Restos / Bars

M sur Masson : Minuscule, Magnifique et Mignonne Maison

Après le F, le G, le S et le W qui fleurissent Montréal, voici le "M", bistro de quartier qui réveille la rue Masson.

Il y a des gens que l’on aime voir au travail. En plus de s’agiter consciencieusement derrière leurs casseroles, ils possèdent le talent et la passion qui distinguent les très bons dans chaque corps de métier. Quand on va au restaurant, il y a aussi des endroits que l’on affectionne particulièrement; on s’y sent bien, quelles que soient les circonstances. On y découvre de nouvelles recettes, d’autres mises au goût du jour, des manières originales de préparer des plats que l’on pensait connaître. Sans parler des classiques qui y sont religieusement mitonnés avec une stabilité touchante.

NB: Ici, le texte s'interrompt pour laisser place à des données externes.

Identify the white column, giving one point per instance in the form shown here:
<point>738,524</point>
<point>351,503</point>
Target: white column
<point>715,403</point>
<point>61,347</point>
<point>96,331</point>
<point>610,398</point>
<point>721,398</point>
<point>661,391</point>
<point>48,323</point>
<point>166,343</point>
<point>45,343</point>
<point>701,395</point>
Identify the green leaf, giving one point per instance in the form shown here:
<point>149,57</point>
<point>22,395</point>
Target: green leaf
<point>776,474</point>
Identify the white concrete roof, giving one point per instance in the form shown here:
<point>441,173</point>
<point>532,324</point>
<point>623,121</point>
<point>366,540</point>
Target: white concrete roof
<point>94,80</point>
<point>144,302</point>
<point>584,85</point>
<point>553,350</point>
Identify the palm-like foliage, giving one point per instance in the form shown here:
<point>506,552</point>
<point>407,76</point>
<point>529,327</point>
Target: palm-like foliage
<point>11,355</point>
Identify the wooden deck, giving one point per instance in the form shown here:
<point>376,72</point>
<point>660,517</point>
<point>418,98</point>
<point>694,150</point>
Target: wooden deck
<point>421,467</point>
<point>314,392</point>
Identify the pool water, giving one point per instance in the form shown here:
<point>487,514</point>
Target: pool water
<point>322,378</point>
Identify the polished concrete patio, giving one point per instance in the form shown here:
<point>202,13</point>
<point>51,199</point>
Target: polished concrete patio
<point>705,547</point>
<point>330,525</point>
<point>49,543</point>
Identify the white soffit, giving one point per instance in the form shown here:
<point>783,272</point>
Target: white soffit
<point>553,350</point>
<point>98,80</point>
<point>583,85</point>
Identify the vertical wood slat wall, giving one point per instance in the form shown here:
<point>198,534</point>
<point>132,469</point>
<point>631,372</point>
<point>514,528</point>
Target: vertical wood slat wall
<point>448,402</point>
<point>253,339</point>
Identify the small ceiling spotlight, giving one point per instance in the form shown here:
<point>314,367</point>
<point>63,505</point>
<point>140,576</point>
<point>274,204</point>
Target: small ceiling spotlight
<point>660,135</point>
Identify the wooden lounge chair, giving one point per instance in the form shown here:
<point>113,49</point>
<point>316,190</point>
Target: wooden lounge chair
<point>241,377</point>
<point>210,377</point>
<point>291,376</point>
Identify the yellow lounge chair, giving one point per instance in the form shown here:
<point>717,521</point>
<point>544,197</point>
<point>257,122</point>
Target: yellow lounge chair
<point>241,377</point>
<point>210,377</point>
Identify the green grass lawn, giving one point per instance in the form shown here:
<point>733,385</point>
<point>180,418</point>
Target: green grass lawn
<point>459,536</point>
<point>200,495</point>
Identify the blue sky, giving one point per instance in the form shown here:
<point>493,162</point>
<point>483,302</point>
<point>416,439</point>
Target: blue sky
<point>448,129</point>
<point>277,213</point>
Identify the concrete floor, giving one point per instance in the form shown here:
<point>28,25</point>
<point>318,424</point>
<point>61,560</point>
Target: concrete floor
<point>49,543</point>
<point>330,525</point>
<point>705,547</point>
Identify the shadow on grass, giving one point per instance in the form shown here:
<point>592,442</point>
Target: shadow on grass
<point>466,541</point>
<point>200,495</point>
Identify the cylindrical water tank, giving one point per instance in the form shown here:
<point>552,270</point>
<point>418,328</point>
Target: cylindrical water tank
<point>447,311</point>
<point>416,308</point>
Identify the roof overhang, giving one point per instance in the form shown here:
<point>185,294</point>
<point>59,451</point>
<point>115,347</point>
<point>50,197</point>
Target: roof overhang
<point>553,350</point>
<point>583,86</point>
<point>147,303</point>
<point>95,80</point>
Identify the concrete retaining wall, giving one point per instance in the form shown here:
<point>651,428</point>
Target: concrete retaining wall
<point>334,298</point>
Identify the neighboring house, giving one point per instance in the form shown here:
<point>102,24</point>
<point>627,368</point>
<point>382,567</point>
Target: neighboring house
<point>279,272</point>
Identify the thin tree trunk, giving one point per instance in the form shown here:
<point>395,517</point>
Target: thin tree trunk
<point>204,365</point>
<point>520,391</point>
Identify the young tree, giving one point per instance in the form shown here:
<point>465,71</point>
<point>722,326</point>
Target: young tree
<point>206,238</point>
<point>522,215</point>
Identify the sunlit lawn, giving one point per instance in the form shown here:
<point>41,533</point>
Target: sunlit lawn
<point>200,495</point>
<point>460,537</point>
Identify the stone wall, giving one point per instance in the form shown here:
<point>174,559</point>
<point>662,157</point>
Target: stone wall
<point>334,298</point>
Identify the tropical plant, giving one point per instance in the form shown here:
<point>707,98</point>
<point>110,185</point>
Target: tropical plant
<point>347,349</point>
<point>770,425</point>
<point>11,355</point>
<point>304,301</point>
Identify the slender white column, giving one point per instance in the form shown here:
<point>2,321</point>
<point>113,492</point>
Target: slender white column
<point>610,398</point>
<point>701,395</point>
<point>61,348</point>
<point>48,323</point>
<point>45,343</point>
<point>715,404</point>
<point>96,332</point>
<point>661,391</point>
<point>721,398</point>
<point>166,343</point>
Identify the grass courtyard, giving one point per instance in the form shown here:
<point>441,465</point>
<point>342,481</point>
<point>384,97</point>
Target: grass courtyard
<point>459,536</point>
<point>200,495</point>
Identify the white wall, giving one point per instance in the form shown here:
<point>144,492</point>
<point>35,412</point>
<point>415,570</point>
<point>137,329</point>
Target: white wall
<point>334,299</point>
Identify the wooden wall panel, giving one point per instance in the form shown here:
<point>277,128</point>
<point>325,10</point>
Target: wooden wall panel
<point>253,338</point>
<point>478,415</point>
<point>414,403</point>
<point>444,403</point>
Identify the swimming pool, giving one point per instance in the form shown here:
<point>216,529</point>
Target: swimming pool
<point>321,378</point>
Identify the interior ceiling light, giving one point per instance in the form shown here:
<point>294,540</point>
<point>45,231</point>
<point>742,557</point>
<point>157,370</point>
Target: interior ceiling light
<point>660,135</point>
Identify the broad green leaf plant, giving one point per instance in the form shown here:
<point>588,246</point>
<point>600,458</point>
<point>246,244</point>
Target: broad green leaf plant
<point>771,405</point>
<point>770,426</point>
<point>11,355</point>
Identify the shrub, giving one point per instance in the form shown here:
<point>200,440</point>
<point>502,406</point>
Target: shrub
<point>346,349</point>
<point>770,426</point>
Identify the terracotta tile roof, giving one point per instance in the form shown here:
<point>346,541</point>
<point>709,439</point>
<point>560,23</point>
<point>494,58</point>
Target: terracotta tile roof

Le M sur Masson possède tout ça et plus encore. Dans la lilliputienne cuisine au fond du restaurant s’agitent Jean-François Vachon et Martin Filiatreault; lilliputienne est un doux euphémisme tant les murs sont proches les uns des autres et semblent ne laisser de libre qu’un étroit couloir. Par contre, ce couloir mène à de vraies belles assiettes, des choses pleines de vie et de bonne humeur apportées par Philippe Lisack, dernier élément du triumvirat en activité à cette nouvelle adresse.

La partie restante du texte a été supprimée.